さきほどの「1+1=2」という計算についても同様です。

以前触れましたが、そもそも「1+1=2」という計算が成り立つのは、実はある条件を満たす時だけ…つまり計算の対象となるものが同じ属性や単位を持っている場合の話です。

わかりやすく言えば、

 リンゴ1個とみかん1個を足しても、リンゴ2個にはならない
 リンゴ1個と別のリンゴ1個を足すからこそ、リンゴ2個になる

ということです。
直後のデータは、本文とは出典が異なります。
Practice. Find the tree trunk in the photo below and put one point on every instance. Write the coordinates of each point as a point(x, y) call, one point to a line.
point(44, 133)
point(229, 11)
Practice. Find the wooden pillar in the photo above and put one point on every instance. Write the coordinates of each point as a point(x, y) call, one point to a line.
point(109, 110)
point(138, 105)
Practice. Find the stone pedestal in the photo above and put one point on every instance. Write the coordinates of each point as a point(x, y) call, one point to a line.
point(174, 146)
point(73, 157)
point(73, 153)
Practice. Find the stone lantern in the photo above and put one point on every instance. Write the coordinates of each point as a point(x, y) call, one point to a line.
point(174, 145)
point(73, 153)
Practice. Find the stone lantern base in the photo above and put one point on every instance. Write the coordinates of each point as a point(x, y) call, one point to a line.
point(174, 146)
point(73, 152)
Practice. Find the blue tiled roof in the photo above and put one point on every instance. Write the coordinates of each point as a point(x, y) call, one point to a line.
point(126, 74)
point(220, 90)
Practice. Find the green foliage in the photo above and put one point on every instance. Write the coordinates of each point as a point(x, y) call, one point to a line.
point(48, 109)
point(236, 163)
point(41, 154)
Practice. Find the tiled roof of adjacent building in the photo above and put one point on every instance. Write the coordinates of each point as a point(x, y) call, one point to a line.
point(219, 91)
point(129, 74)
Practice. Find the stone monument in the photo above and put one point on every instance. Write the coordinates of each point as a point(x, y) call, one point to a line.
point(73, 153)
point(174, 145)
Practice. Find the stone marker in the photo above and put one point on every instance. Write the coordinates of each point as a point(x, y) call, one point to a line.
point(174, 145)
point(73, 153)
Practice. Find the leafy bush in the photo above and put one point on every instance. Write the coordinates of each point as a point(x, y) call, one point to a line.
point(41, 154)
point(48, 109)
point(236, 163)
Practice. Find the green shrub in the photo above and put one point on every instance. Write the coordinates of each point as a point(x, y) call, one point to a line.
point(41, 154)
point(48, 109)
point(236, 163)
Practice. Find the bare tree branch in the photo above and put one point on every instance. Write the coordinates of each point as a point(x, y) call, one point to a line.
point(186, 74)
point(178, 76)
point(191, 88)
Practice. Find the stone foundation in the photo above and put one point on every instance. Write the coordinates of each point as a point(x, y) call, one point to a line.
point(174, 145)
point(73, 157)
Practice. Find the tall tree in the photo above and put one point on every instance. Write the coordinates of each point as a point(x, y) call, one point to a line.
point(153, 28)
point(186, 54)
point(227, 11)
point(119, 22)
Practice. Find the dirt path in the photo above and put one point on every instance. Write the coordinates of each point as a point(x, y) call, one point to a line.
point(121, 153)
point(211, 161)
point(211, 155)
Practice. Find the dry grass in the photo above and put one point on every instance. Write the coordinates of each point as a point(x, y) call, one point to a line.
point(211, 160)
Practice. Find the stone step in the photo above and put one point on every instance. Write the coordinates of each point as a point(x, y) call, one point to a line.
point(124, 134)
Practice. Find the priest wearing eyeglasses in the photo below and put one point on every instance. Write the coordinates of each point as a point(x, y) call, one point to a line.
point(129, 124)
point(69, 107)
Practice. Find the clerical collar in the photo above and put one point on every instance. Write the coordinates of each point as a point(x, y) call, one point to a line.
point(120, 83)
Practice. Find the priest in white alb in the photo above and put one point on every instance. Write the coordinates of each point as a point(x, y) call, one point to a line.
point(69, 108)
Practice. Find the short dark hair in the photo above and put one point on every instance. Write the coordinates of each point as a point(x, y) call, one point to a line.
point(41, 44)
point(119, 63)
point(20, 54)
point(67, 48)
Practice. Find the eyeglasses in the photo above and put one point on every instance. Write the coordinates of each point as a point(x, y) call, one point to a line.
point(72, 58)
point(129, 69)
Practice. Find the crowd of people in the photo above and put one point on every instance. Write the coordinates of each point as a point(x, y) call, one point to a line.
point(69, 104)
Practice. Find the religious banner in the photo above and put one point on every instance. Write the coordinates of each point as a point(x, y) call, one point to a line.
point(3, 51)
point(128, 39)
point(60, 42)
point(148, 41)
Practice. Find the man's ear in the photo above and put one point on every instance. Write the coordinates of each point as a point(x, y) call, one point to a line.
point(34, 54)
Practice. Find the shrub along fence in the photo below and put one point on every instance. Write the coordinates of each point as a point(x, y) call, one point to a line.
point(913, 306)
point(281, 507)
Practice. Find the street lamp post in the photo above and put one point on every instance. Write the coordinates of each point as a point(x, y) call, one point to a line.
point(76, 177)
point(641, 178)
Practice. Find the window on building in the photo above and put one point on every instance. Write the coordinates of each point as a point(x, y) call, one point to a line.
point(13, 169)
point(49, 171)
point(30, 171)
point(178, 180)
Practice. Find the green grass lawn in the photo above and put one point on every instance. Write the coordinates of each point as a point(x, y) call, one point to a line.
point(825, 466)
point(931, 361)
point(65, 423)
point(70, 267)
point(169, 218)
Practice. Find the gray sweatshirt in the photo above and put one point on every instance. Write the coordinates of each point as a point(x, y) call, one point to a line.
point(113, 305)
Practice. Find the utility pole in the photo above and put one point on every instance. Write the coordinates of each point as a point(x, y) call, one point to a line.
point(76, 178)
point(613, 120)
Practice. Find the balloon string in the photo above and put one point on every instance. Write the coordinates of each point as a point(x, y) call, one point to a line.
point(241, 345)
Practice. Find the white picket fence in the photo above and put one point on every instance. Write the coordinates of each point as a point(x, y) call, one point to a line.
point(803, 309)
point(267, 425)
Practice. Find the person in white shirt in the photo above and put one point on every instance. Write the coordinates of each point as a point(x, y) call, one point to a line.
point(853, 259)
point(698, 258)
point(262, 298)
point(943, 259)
このようにアルゴリズムにはそのアルゴリズムを採用するために必要な条件を整えることができて、はじめて最適解となりうるわけです。

これは個人として、企業として、他人からあるいは社会から「信用」を得るために安定した成果をあげる…ひいては再現性の高い成果を出し続けるためにも大事な考え方となります。

だからこそ、多くのビジネスシーンにおいて「自ら考える力」がとても重要だといわれているわけです。

そう言う意味でも様々なアルゴリズムに触れ、身につけ、取捨選択する機会を持ち続けることはとても大切なことだということがわかります。

思考することを放棄してしまって

 「〇〇さんがこれで良いといったから」
 「以前はこれで成功したから」

みたいな発想しかできない人には、一生アルゴリズムを使いこなすことは難しいのではないでしょうか。